A Practical Checklist for Factor IC Evaluation
How I evaluate an alpha factor before it ever enters a backtest — IC, IR, decay, turnover, monotonicity.
Most quant backtests fail not because the idea was wrong, but because the signal was never properly evaluated before being thrown into a portfolio. After mining hundreds of factors across futures and A-share equities, I have settled on a small, almost mechanical checklist that filters out 80% of weak signals before they cost me a backtest cycle.
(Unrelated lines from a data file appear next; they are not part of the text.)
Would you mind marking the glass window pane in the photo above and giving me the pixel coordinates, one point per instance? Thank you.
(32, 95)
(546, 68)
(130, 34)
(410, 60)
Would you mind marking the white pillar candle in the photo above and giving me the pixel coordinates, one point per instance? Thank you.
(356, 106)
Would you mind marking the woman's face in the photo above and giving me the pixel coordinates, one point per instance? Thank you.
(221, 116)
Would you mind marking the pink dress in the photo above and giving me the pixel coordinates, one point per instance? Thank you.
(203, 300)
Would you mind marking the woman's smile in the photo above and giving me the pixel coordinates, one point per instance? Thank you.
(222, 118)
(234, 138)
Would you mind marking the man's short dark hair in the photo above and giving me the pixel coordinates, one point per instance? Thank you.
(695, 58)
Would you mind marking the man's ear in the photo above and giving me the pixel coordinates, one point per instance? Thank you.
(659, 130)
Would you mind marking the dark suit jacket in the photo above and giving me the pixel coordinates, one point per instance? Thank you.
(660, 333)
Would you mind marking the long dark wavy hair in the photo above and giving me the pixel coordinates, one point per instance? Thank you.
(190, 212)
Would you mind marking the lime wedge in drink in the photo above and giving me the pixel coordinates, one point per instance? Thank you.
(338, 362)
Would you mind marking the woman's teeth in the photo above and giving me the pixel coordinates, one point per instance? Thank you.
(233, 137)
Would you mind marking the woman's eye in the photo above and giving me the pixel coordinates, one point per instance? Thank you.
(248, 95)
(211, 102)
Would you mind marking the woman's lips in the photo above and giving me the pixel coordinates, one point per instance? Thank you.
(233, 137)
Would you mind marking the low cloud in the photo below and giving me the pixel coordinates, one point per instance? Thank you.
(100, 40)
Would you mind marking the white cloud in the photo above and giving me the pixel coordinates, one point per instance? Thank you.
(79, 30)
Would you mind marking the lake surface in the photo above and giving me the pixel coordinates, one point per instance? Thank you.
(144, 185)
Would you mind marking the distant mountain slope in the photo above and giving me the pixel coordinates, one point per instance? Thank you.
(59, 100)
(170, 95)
1. Start with Rank IC, not Pearson IC
Cross-sectional rank IC is far more robust to outliers and non-normal returns. For A-share names with limit-up / limit-down clamps, Pearson IC is almost noise. I look for a mean rank IC above 0.02 and an IC IR (mean / std) above 0.1 as a floor.
2. Layer backtest for monotonicity
A factor with a strong top-bottom spread but non-monotonic middle groups is usually a disguised size or liquidity beta. I require the long-short return curve to be roughly monotone across the 5 deciles — anything with a U-shape is almost always a poor risk control disguised as alpha.
- Top-bottom spread annualized > 8% (gross, no costs)
- Decile returns roughly monotone
- Top decile Sharpe > 1.0 in the in-sample window
3. IC decay is more informative than IC level
Plot Rank IC against horizon (1d, 3d, 5d, 10d, 20d). A signal whose IC halves between 5d and 10d is a fast signal that demands low turnover cost assumptions. A signal with flat IC out to 20d is a slow, capacity-rich factor you can hold comfortably.
If you cannot articulate the horizon at which your factor decays, you do not have a factor — you have a coincidence.
4. Turnover is a tax, not a feature
Even a 0.05 IC factor is worthless at 200% monthly turnover in A-shares once stamp duty and slippage are deducted. I budget a maximum one-way turnover per rebalance and reject any signal that cannot deliver its long-short spread inside that budget.
5. Stability across regimes
Split the sample pre-2020 and post-2021. If sign of IC flips, or if IC IR drops by more than 50%, the factor is regime-dependent and I will not allocate risk budget to it without an explicit regime switch.
This checklist is not a substitute for full portfolio optimization, but it filters out the obvious failures early — and it makes the remaining backtest results far more credible.